Specialist agents
Twelve agents, each with one job, a narrow tool whitelist, and a short role prompt. The single most important anti-hallucination lever.
Every agent lives as a markdown file in .claude/agents/ with YAML frontmatter declaring its model, tools, and color. Agents are spawned per-task with injected context; they don't see the full conversation, only what they need.
The catalog
| Agent | Mantis role | Default model | Tools |
|---|---|---|---|
recon-agent | DISCOVER · asset discovery, fingerprinting, JS extraction, nuclei | Sonnet | Bash, Read, Write, Glob, Grep |
triage-agent | DISCOVER · Haiku-grade surface scorer (promote / defer / kill) | Haiku | Read, Write, Glob, Grep |
hunter-agent | REASON + TEST · specialist hunter (webapp / api / identity / network per brief) | Opus | Bash, Read, Grep, Glob, MCP |
chain-builder | REASON · A→B kill-chain analysis | Opus | Read, Write, Bash, MCP |
brutalist-verifier | TEST round 1 · maximum skepticism | Opus | Bash, Read, MCP |
balanced-verifier | TEST round 2 · catch false negatives | Opus | Bash, Read, MCP |
final-verifier | TEST round 3 · fresh PoC confirmation | Opus | Bash, MCP |
grader | LEARN · 5-axis scoring + SUBMIT/HOLD/SKIP | Sonnet | MCP |
report-writer | LEARN · submission-ready report under 600 words | Sonnet | Write, MCP |
patch-writer | LEARN · suggested code-level fix per finding (advisory) | Sonnet | Read, Write, MCP |
disclosure-sender | LEARN · gated email send to verified security contact | Sonnet | Read, Write, Bash, Gmail MCP |
(orchestrator) | FSM driver, never tests itself | Opus | Agent spawning, MCP, Bash (whitelisted) |
The hunter's four specialist modes
The hunter-agent reads tech_stack from its brief and adopts the matching specialist persona before testing.

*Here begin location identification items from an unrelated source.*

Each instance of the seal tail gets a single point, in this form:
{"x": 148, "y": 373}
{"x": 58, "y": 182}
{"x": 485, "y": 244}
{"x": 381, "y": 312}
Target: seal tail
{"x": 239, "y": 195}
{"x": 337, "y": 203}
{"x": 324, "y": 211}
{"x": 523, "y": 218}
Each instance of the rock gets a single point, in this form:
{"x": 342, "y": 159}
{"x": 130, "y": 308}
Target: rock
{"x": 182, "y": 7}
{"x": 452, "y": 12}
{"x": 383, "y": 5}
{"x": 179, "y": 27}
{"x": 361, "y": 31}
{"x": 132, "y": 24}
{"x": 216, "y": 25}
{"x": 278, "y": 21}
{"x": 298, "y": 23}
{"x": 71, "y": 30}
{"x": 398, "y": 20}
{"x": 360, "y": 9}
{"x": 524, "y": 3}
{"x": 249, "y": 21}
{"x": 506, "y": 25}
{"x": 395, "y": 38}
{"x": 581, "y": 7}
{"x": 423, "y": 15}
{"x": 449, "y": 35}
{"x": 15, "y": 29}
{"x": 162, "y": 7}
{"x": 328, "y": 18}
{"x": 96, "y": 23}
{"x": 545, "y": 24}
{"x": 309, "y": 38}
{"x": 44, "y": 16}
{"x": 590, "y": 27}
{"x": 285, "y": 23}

| Specialist | Triggers (in tech_stack) | Focus |
|---|---|---|
webapp (default) | next, react, vue, angular, wordpress, rails, django, laravel | OWASP Top 10, IDOR, SQLi, XSS, SSRF, business logic, file upload, auth flaws |
api | graphql, rest-api, grpc, swagger, openapi, websocket | GraphQL introspection chains, REST IDOR/auth, gRPC reflection, WebSocket origin checks |
identity | oauth, oidc, saml, sso, jwt, auth0, okta, keycloak | SAML XSW, OAuth flow flaws, JWT alg confusion, OIDC state reuse, SSO bypass |
network | nmap, raw IPs (rare in HTTP scope) | Service enum, CVE correlation, only when nmap is in-scope |
Why the separation matters
A single long-running agent will happily invent findings, inflate severity, and forget what it already tested. Splitting the work across narrow agents with tool whitelists is the single highest-leverage anti-hallucination lever in the system:
- The hunter cannot write findings to disk directly; it must call
mantis_record_finding, which validates the schema and assigns a canonical ID. - The grader cannot make HTTP requests; it only reads structured verification artifacts.
- The report-writer cannot grade; it only renders the verdict the grader already issued.